News

Inequality Like it’s 1999

Our recent Equality Impact Assessment highlighted some interesting points and raises questions around the ‘levelling up’ agenda. Brian Moran, Deputy Chief Executive at Jigsaw explains.

The nation continues to be in the grip of a cost-of-living crisis.  Inflation has increased to a level unseen for 40 years and the drivers of inflation – primarily food and fuel – mean it’s the lower income households who are facing the most severe cost pressures.

In this context, like many organisations, it is vital that the Jigsaw Group’s board is fully informed about the wider implications and the impact its decisions might have on our residents.

One of the ways to do this is via Equality Impact Assessments and last year, when considering the rent increase to apply for the 2022/23 financial year, the board was presented with a particularly interesting Impact Assessment.

One of the things this showed was that the average rents charged to ethnic minority tenants, when measured across bedroom sizes, were lower than those charged to White British tenants.

But overall rents were reported to be higher for ethnic minority tenants than for White British tenants when looked at in aggregate.

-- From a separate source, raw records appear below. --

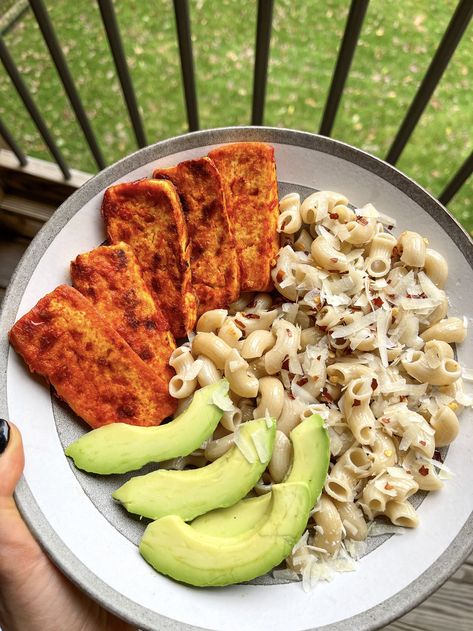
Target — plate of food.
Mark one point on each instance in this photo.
(239, 359)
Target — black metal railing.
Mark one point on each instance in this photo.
(447, 46)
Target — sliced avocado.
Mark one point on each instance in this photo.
(174, 548)
(118, 448)
(194, 492)
(234, 520)
(311, 446)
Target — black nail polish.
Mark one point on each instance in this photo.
(4, 435)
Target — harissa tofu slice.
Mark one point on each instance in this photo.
(110, 277)
(248, 172)
(147, 215)
(214, 263)
(92, 368)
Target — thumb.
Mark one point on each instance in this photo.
(12, 460)
(16, 543)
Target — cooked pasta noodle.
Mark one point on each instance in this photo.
(358, 333)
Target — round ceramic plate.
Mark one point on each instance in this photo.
(94, 542)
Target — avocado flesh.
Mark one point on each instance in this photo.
(311, 459)
(194, 492)
(174, 548)
(118, 447)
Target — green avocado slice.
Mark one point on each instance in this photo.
(175, 548)
(311, 446)
(118, 448)
(197, 491)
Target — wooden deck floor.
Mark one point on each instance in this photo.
(449, 609)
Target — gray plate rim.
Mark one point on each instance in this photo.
(147, 620)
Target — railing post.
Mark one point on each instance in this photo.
(457, 181)
(11, 142)
(44, 23)
(181, 12)
(260, 75)
(30, 105)
(443, 54)
(353, 26)
(110, 23)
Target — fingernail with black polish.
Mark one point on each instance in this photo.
(4, 435)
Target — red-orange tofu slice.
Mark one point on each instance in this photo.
(214, 263)
(110, 278)
(248, 173)
(89, 364)
(147, 215)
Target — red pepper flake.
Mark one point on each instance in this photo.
(325, 394)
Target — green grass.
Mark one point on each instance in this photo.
(396, 45)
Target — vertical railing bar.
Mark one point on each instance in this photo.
(457, 181)
(262, 47)
(439, 63)
(110, 23)
(44, 23)
(183, 25)
(30, 105)
(11, 142)
(353, 26)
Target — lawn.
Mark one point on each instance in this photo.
(396, 45)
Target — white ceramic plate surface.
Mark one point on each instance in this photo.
(94, 542)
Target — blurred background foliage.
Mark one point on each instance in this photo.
(396, 45)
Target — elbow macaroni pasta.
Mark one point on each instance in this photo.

This left a few people in the board room scratching their heads.  How could average rents for equivalent property sizes be lower for one group of tenants compared to another, but then the overall rents be higher when rolled together?  The result appeared to be contradictory and needed further investigation.

There is a straightforward answer of course. Rents are higher in properties with more bedrooms, so tenants renting a three-bed house will pay more than if they rent a two-bed house. Proportionally more of our ethnic minority tenants live in three and four bed homes than White British tenants, as can be seen in the above chart.  So, one problem solved: we were at least assured that the results we reported were accurate and made sense.

Simple enough so far. But wider questions remained: to what extent did this explain the differences in overall rents?  And why were the rents paid by ethnic minority tenants lower on average for the same sized properties?

Our approach to answer these questions was to build a mathematical model – a multiple linear regression model – to enable us to examine the individual factors that were influencing our rents.

Although the model gave the board assurance that Jigsaw rents were being set correctly, the results were eye opening.

In short, our model found that rents were on average lower for ethnic minority tenants in equivalent sized homes to White British tenants because they were more likely to be living in more deprived, lower valuation areas as measured today.

As can be seen from this table – Click here>> , this is an issue affecting our Asian or Asian British Bangladeshi and Asian or Asian British Pakistani tenants the most.

However, the social rents we charge are set according to a “formula rent” and part of the formula uses the value of properties… as they were in 1999.

So the disturbing conclusion is that our rents reflect inequalities that existed over two decades ago, and these are inequalities that are still very real to this day.

Is it right that lower value properties attract lower rents?  I think it is.  For all the faults of the current rent setting formula – chief of which is a failure to reflect the whole house cost of heating a home – lower valued homes should attract lower rents in my opinion.

Is it right that deprived areas from 1999 are still deprived today?  Definitely not.

This work demonstrates how ingrained inequality can be and how  the government’s “levelling-up” agenda must face this fact head on to have any hope of turning around social deprivation which decades of government policy and the well-meaning piecemeal efforts of others, including ourselves, have been unable to properly address.”